Five days a week, 30 to 45 minutes a day, he stands in his garage drawing, reloading, and aiming his gun - all of it without bullets.
It's called dry-firing and it builds muscle memory so that when he has to use his gun, he can do it as fast as possible.
Insco spends another four or five hours a week at the gun range actually shooting. In one year, the father of three goes through 25,000 rounds of ammunition - all on his own time and with his own money. He makes his own rounds to save money.
"I don't play golf. I don't play basketball. I don't play softball," he said. Shooting has become hobby enough.
At the Clearwater Police Department, Insco is a sergeant for the SWAT team, specializing in chemical munitions. Next month, he will become an administrative sergeant for the patrol division.
In 16 years as a police officer, all of them in Clearwater, he has pulled his gun many times but never had to shoot anyone.
"There's no doubt in my mind," he said. "I'm much better prepared for handling something on the street because of shooting competitively."
The national championship, which he qualified to enter, will be held in Tulsa, Okla., in mid September.

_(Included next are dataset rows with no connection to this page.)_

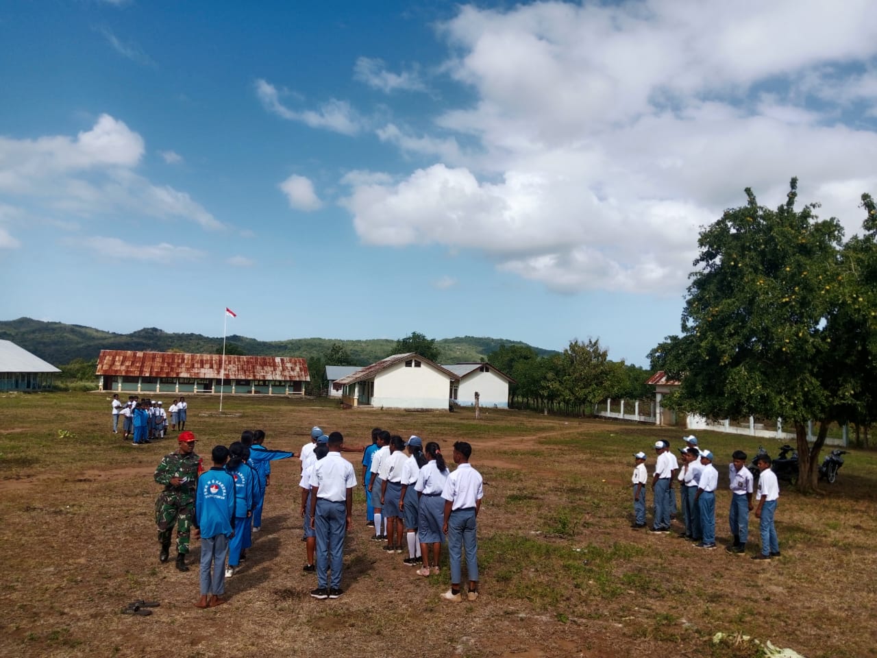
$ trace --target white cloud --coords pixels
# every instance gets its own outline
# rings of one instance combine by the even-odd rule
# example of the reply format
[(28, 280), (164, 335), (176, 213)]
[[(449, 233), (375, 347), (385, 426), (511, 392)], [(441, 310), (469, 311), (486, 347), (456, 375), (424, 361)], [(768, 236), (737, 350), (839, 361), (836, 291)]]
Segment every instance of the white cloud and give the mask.
[(410, 71), (391, 73), (387, 70), (383, 60), (372, 57), (360, 57), (356, 61), (356, 64), (353, 65), (353, 77), (387, 94), (396, 89), (407, 91), (426, 89), (416, 67)]
[(225, 262), (235, 268), (252, 268), (255, 261), (246, 256), (232, 256)]
[[(119, 4), (119, 3), (117, 3)], [(111, 30), (108, 27), (101, 27), (98, 29), (103, 38), (106, 39), (107, 43), (118, 53), (123, 57), (126, 57), (132, 61), (136, 61), (138, 64), (143, 65), (153, 65), (154, 62), (143, 49), (140, 48), (136, 43), (122, 41), (118, 37), (117, 37)]]
[(66, 239), (64, 242), (70, 247), (81, 247), (101, 258), (113, 261), (170, 263), (176, 261), (200, 260), (204, 255), (197, 249), (169, 245), (167, 242), (145, 245), (125, 242), (119, 238), (103, 237)]
[(223, 228), (187, 193), (137, 174), (144, 152), (143, 138), (108, 114), (75, 139), (0, 137), (0, 192), (81, 217), (179, 218), (206, 229)]
[(439, 290), (446, 290), (457, 285), (457, 280), (452, 276), (445, 275), (432, 282), (432, 287)]
[(280, 100), (280, 92), (270, 82), (259, 79), (256, 96), (269, 112), (289, 121), (298, 121), (311, 128), (322, 128), (345, 135), (354, 135), (362, 127), (362, 119), (346, 101), (335, 98), (317, 110), (290, 110)]
[(182, 156), (175, 151), (159, 151), (159, 155), (168, 164), (176, 164), (182, 161)]
[(278, 187), (283, 190), (291, 208), (298, 211), (316, 211), (323, 205), (314, 191), (314, 184), (304, 176), (293, 174)]
[(21, 242), (10, 235), (9, 231), (0, 226), (0, 249), (18, 249)]
[(437, 161), (345, 176), (367, 243), (481, 250), (558, 290), (677, 294), (698, 228), (744, 187), (773, 205), (798, 175), (848, 232), (877, 189), (877, 133), (840, 111), (877, 99), (873, 3), (467, 5), (438, 33), (472, 100), (423, 134), (376, 131)]

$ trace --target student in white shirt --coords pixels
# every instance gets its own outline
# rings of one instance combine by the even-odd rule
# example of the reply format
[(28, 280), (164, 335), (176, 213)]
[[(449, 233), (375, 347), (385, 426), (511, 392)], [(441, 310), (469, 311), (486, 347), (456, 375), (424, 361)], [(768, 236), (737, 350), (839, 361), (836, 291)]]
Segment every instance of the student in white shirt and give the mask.
[(746, 552), (749, 539), (749, 512), (752, 511), (752, 474), (746, 468), (746, 454), (735, 450), (728, 464), (728, 480), (731, 483), (731, 509), (728, 525), (734, 536), (734, 543), (725, 548), (728, 553), (742, 554)]
[[(344, 566), (344, 540), (353, 527), (353, 465), (341, 456), (344, 437), (329, 435), (329, 453), (314, 464), (310, 474), (310, 527), (317, 533), (317, 589), (314, 598), (338, 598)], [(329, 581), (332, 570), (332, 581)]]
[(649, 474), (645, 470), (645, 453), (637, 453), (633, 455), (636, 466), (633, 468), (633, 525), (632, 528), (645, 527), (645, 485), (649, 481)]
[[(417, 515), (417, 538), (424, 566), (417, 569), (420, 576), (438, 573), (438, 557), (441, 554), (442, 523), (444, 522), (445, 500), (441, 497), (445, 483), (450, 475), (445, 464), (441, 448), (430, 441), (424, 449), (426, 465), (417, 474), (414, 485), (420, 497)], [(430, 563), (431, 550), (431, 564)]]
[(712, 465), (713, 454), (709, 450), (701, 451), (701, 482), (695, 493), (697, 509), (701, 512), (701, 529), (703, 536), (698, 548), (716, 547), (716, 490), (718, 488), (718, 471)]
[(780, 483), (776, 480), (776, 474), (770, 468), (770, 457), (759, 454), (755, 463), (761, 472), (759, 476), (759, 506), (755, 508), (755, 517), (761, 519), (759, 526), (761, 553), (752, 555), (752, 560), (770, 560), (772, 557), (780, 557), (780, 541), (774, 526), (776, 502), (780, 497)]
[(476, 520), (484, 497), (481, 474), (469, 464), (472, 446), (466, 441), (453, 444), (453, 462), (457, 469), (448, 476), (441, 497), (445, 499), (442, 531), (447, 535), (447, 552), (451, 562), (451, 589), (442, 594), (448, 601), (462, 601), (460, 588), (462, 577), (462, 551), (466, 550), (466, 567), (469, 574), (467, 599), (478, 598), (478, 526)]

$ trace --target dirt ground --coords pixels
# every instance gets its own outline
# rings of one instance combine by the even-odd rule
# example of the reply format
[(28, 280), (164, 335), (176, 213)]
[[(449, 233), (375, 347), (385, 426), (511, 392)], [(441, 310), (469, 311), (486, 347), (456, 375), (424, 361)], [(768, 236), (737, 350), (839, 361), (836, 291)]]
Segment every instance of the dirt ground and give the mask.
[[(346, 445), (362, 445), (379, 426), (438, 440), (448, 455), (466, 439), (485, 477), (476, 602), (440, 598), (448, 588), (444, 551), (442, 574), (423, 578), (403, 564), (407, 555), (389, 555), (370, 540), (360, 489), (345, 594), (311, 598), (316, 578), (302, 571), (299, 461), (292, 459), (273, 465), (262, 532), (226, 582), (229, 604), (199, 610), (197, 542), (188, 573), (174, 568), (173, 554), (167, 564), (157, 559), (160, 487), (153, 473), (175, 441), (124, 442), (107, 431), (105, 397), (0, 398), (2, 655), (756, 655), (742, 640), (713, 644), (717, 633), (770, 640), (808, 658), (877, 654), (869, 612), (877, 605), (877, 461), (870, 454), (848, 457), (823, 496), (784, 491), (777, 513), (783, 554), (762, 564), (631, 529), (631, 454), (656, 437), (680, 444), (680, 431), (518, 411), (491, 411), (475, 421), (465, 410), (344, 411), (286, 400), (226, 399), (239, 417), (202, 417), (217, 402), (193, 398), (187, 429), (198, 435), (202, 455), (243, 428), (261, 427), (268, 447), (297, 454), (313, 425), (341, 431)], [(60, 429), (75, 437), (58, 438)], [(739, 440), (702, 439), (724, 455), (720, 487)], [(359, 479), (357, 455), (346, 456)], [(727, 500), (720, 491), (720, 541), (728, 535)], [(149, 617), (121, 614), (135, 599), (160, 606)]]

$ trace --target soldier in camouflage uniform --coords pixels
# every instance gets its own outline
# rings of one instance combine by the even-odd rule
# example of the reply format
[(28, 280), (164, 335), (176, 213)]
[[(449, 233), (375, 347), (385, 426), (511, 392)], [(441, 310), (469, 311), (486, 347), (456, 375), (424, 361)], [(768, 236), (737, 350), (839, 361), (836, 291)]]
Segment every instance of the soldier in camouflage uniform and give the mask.
[(176, 452), (166, 454), (155, 469), (155, 482), (164, 485), (164, 490), (155, 501), (155, 524), (159, 529), (161, 552), (159, 561), (167, 562), (170, 540), (176, 526), (176, 568), (189, 571), (186, 554), (189, 553), (189, 535), (195, 515), (195, 488), (198, 479), (200, 458), (195, 454), (195, 434), (181, 433)]

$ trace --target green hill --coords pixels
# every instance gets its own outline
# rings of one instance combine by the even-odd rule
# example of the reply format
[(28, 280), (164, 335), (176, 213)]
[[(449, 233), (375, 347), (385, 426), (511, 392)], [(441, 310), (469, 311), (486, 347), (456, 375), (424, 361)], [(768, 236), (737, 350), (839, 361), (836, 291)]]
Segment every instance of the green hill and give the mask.
[[(402, 336), (400, 336), (402, 338)], [(90, 326), (67, 325), (62, 322), (42, 322), (30, 318), (0, 321), (0, 339), (11, 340), (40, 359), (56, 366), (74, 359), (92, 361), (102, 349), (127, 349), (146, 352), (180, 350), (194, 354), (212, 354), (222, 347), (222, 338), (200, 333), (168, 333), (156, 327), (139, 329), (131, 333), (113, 333)], [(396, 340), (342, 340), (340, 339), (302, 338), (288, 340), (256, 340), (233, 334), (226, 337), (245, 354), (254, 356), (302, 356), (306, 359), (323, 356), (332, 343), (340, 343), (358, 365), (367, 365), (387, 356)], [(524, 345), (520, 340), (462, 336), (436, 340), (443, 363), (480, 361), (500, 345)], [(527, 346), (530, 347), (530, 346)], [(553, 350), (533, 347), (540, 356)]]

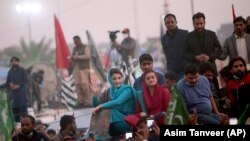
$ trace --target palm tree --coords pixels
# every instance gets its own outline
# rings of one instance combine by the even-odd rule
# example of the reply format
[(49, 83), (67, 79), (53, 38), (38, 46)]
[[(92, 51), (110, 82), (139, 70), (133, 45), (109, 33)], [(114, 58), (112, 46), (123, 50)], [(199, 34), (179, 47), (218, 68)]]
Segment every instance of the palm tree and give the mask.
[(21, 39), (22, 56), (21, 59), (26, 67), (36, 63), (45, 63), (52, 65), (54, 63), (55, 51), (50, 48), (52, 40), (45, 42), (43, 38), (39, 43), (33, 41), (28, 45), (24, 39)]
[(9, 63), (9, 58), (16, 56), (20, 58), (25, 68), (37, 63), (53, 65), (55, 62), (55, 50), (50, 48), (51, 43), (52, 40), (45, 41), (45, 38), (42, 38), (38, 43), (31, 41), (30, 44), (27, 44), (22, 38), (20, 41), (21, 47), (8, 47), (0, 53), (1, 60), (3, 60), (2, 64), (7, 65)]

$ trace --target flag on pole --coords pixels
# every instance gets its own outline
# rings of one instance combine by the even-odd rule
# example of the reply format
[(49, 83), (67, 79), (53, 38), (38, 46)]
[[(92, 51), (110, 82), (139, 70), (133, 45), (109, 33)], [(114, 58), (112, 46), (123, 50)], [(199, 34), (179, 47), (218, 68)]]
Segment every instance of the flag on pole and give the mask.
[(75, 83), (72, 74), (68, 73), (70, 66), (70, 51), (66, 44), (64, 34), (58, 18), (54, 15), (55, 22), (55, 40), (56, 40), (56, 67), (61, 74), (61, 85), (59, 91), (62, 103), (72, 110), (77, 105), (77, 94), (75, 91)]
[(176, 85), (171, 89), (171, 100), (165, 117), (168, 125), (188, 124), (189, 113)]
[(0, 133), (4, 135), (5, 141), (11, 141), (14, 117), (6, 90), (0, 90), (0, 125)]
[(233, 14), (233, 19), (236, 18), (235, 11), (234, 11), (234, 5), (232, 4), (232, 14)]
[(93, 40), (93, 38), (88, 30), (86, 30), (86, 35), (87, 35), (87, 39), (88, 39), (88, 45), (90, 46), (91, 62), (93, 64), (94, 70), (96, 70), (96, 72), (98, 73), (98, 75), (102, 79), (102, 82), (107, 82), (106, 73), (103, 69), (103, 65), (102, 65), (100, 56), (96, 50), (94, 40)]
[(164, 34), (165, 34), (165, 27), (164, 27), (164, 17), (161, 18), (161, 21), (160, 21), (160, 37), (162, 37)]
[(56, 15), (54, 15), (54, 21), (56, 39), (56, 67), (59, 69), (68, 69), (70, 65), (70, 52), (66, 44), (61, 25)]

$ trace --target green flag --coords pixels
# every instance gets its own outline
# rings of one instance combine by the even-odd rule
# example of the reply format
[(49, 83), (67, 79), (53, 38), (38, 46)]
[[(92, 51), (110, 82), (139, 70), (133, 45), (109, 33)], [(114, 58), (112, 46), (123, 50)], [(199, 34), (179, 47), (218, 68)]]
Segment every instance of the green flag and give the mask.
[(11, 141), (14, 129), (14, 118), (6, 90), (0, 90), (0, 125), (0, 130), (5, 140)]
[(168, 125), (188, 124), (189, 114), (176, 85), (171, 88), (171, 100), (165, 117)]

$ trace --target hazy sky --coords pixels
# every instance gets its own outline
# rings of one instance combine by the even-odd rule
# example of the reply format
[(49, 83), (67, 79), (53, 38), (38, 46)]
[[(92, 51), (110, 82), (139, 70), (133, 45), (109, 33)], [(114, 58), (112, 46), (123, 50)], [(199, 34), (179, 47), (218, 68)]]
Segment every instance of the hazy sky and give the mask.
[[(21, 37), (28, 41), (28, 20), (24, 13), (17, 13), (16, 4), (28, 0), (0, 0), (0, 48), (19, 45)], [(34, 0), (30, 0), (34, 1)], [(30, 15), (32, 39), (42, 37), (54, 40), (53, 14), (56, 13), (67, 43), (74, 35), (86, 41), (89, 30), (96, 43), (107, 42), (108, 30), (129, 27), (131, 34), (140, 42), (148, 37), (159, 37), (160, 20), (165, 0), (36, 0), (42, 5), (41, 12)], [(206, 28), (218, 30), (221, 24), (232, 22), (231, 5), (236, 15), (250, 15), (250, 0), (193, 0), (194, 12), (204, 12)], [(191, 31), (191, 0), (168, 0), (169, 11), (177, 17), (179, 28)], [(121, 40), (119, 34), (118, 40)], [(52, 47), (54, 47), (54, 42)]]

Insco doesn't come from a law enforcement family. He moved from Indiana to Pinellas County to attend junior college and then go on to the University of Florida. At first, he thought he would become an architect because drawing had always come easily to him. But taking architecture classes in junior college, he realized he couldn't sit behind a drafting table all day.
He went for a ride-along with a friend who was a Pinellas County sheriff's deputy and was smitten with the job.
Insco decided right then to become a police officer. He submitted his application at City Hall. One of the questions they asked him in his interview: Have you ever fired a gun?
Back then, he said no.
Now he would have a different answer.